Auf Basis einer elfmonatigen Feldforschung zeigt das Buch, wie diese pulsierende neue Startup-Welt weder Arbeitsplätze noch Wirtschaftswachstum geschaffen hat, aber es der städtischen, arbeitssuchenden Jugend ermöglichte, mit Unternehmertum als Möglichkeit zu leben, und auf neue Weisen zu fantasieren und zu experimentieren. Neue Arenen des unternehmerischen Engagements schufen in der Zeit wertvolle Räume, sich in Berufen zu imaginieren, neue Formen der Gemeinschaft zu entwickeln, Sozialkritik zu üben, Vertrauen in die eigene Generation zu schöpfen und neue Experimentierfelder für eine bessere Zukunft zu erschließen.

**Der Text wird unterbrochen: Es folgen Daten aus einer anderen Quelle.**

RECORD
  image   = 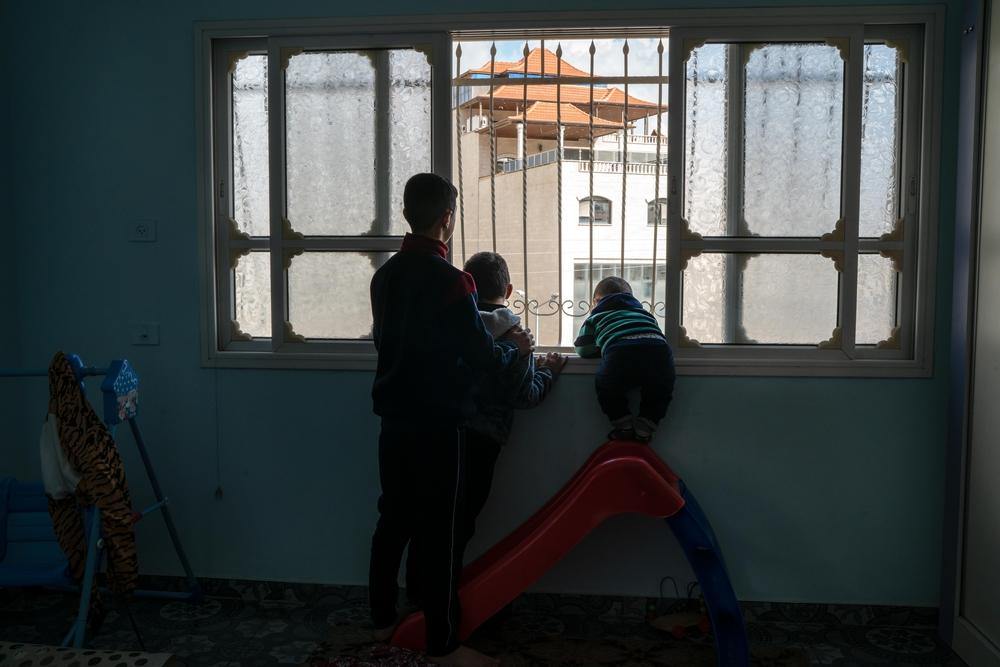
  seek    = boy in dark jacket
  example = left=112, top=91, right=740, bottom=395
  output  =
left=574, top=276, right=675, bottom=442
left=460, top=251, right=566, bottom=543
left=369, top=173, right=532, bottom=667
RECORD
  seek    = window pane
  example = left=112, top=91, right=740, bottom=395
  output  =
left=683, top=253, right=839, bottom=344
left=287, top=252, right=390, bottom=339
left=388, top=50, right=432, bottom=236
left=860, top=44, right=901, bottom=238
left=742, top=254, right=839, bottom=343
left=232, top=55, right=269, bottom=237
left=685, top=43, right=728, bottom=236
left=857, top=253, right=898, bottom=345
left=233, top=251, right=271, bottom=338
left=682, top=254, right=727, bottom=343
left=743, top=44, right=844, bottom=237
left=286, top=51, right=376, bottom=235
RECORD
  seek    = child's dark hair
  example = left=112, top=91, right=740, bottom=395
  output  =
left=594, top=276, right=632, bottom=299
left=403, top=173, right=458, bottom=233
left=464, top=252, right=510, bottom=302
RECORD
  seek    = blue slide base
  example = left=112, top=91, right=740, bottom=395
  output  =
left=666, top=482, right=750, bottom=667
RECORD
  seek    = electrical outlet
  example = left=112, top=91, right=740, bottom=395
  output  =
left=129, top=220, right=157, bottom=242
left=131, top=321, right=160, bottom=346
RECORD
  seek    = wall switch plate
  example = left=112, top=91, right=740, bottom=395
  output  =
left=131, top=321, right=160, bottom=345
left=129, top=220, right=157, bottom=242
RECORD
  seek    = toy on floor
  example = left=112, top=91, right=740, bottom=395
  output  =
left=0, top=354, right=201, bottom=648
left=390, top=440, right=749, bottom=667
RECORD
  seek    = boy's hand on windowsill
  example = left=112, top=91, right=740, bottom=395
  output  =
left=537, top=352, right=568, bottom=377
left=505, top=326, right=535, bottom=357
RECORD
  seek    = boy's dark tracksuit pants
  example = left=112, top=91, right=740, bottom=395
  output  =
left=594, top=341, right=676, bottom=424
left=403, top=427, right=502, bottom=612
left=369, top=421, right=470, bottom=656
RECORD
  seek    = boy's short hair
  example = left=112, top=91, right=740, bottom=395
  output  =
left=594, top=276, right=632, bottom=299
left=403, top=173, right=458, bottom=233
left=464, top=252, right=510, bottom=302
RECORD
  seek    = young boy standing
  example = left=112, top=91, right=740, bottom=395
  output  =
left=574, top=276, right=675, bottom=442
left=459, top=251, right=566, bottom=544
left=369, top=174, right=532, bottom=666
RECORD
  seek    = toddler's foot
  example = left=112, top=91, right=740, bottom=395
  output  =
left=634, top=417, right=657, bottom=443
left=608, top=416, right=635, bottom=441
left=429, top=645, right=500, bottom=666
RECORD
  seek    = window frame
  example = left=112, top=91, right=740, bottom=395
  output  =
left=665, top=23, right=934, bottom=375
left=195, top=6, right=943, bottom=375
left=579, top=196, right=613, bottom=226
left=647, top=198, right=668, bottom=226
left=200, top=29, right=451, bottom=368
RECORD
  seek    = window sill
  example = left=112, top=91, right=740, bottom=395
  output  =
left=203, top=347, right=932, bottom=378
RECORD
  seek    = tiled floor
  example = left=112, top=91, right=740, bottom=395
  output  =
left=0, top=579, right=966, bottom=666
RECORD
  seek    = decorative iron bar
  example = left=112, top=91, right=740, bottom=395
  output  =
left=521, top=42, right=530, bottom=310
left=556, top=43, right=564, bottom=341
left=620, top=40, right=630, bottom=276
left=455, top=43, right=466, bottom=264
left=649, top=39, right=664, bottom=317
left=489, top=42, right=497, bottom=251
left=588, top=40, right=596, bottom=306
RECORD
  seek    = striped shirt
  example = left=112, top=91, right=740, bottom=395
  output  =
left=574, top=293, right=665, bottom=358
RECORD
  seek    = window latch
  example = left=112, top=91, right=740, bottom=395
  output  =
left=219, top=180, right=225, bottom=199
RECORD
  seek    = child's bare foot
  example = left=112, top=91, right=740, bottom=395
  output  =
left=428, top=645, right=500, bottom=666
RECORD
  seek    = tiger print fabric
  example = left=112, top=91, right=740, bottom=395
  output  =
left=47, top=351, right=138, bottom=596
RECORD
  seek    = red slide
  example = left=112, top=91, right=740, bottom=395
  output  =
left=391, top=441, right=686, bottom=650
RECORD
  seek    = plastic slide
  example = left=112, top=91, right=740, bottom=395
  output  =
left=391, top=440, right=750, bottom=666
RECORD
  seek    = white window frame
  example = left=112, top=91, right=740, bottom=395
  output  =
left=665, top=23, right=932, bottom=375
left=579, top=196, right=613, bottom=226
left=198, top=27, right=451, bottom=369
left=647, top=198, right=668, bottom=226
left=195, top=6, right=942, bottom=376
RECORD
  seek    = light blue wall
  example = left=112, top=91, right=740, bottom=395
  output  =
left=0, top=0, right=959, bottom=606
left=0, top=0, right=27, bottom=475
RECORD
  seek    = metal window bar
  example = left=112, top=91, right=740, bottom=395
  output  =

Ansprechpartnerin: Stefanie Mauksch

Grüne Zukünfte, rassifizierte Schäden? „Grünes“ Lithium und kulturell-territoriale Rechte

Dieses Projekt befasst sich mit einem neuen Fall von Lithiumabbau in Brasilien, der zu Spannungen mit dem Rahmen kulturspezifischer territorialer Rechte führt. Das Jequitinhonha-Tal ist eine Region im brasilianischen Bundesstaat Minas Gerais, in der viele Kleinbauern- und Kleinstbauerngemeinschaften sowie indigene und Quilombola-Gemeinschaften leben, von denen viele auf die offizielle staatliche Anerkennung ihrer in der brasilianischen Verfassung von 1988 verankerten besonderen kulturell-territorialen Rechte plädiert haben. Im August 2023 nahm der Gouverneur des Bundesstaates Minas Gerais an einer globalen Finanzmesse in New York City teil, um für das Jequitinhonha-Tal als Brasiliens „Lithium-Tal“ zu werben - eine Marketingstrategie, die darauf abzielt, ausländische Investoren in diese Region zu locken, die die schlechtesten sozioökonomischen Indikatoren innerhalb des Bundesstaates und nach jüngsten Schätzungen auch die höchste Lithiumkonzentration in Brasilien aufweist. Das erste Abbauprojekt in der Region wird von einem kanadischen Unternehmen betrieben, das sein Projekt als „grünes Lithium“ bezeichnet - ein Modell des Mineralabbaus, das, unterstützt durch verschiedene Industrie- und Folgenabschätzungstechnologien (einschließlich Seismographen), sehr geringe Umweltauswirkungen haben soll. Dennoch behaupten Nachbarn und nahe gelegene Quilombola- und indigene Gemeinden, dass sie die seismischen und anderen ökologischen und sozialen Auswirkungen des begonnenen Abbaus ebenso wahrnehmen wie sie den Verlust ihrer versprochenen, aber noch nicht bestätigten territorialen Rechte fürchten.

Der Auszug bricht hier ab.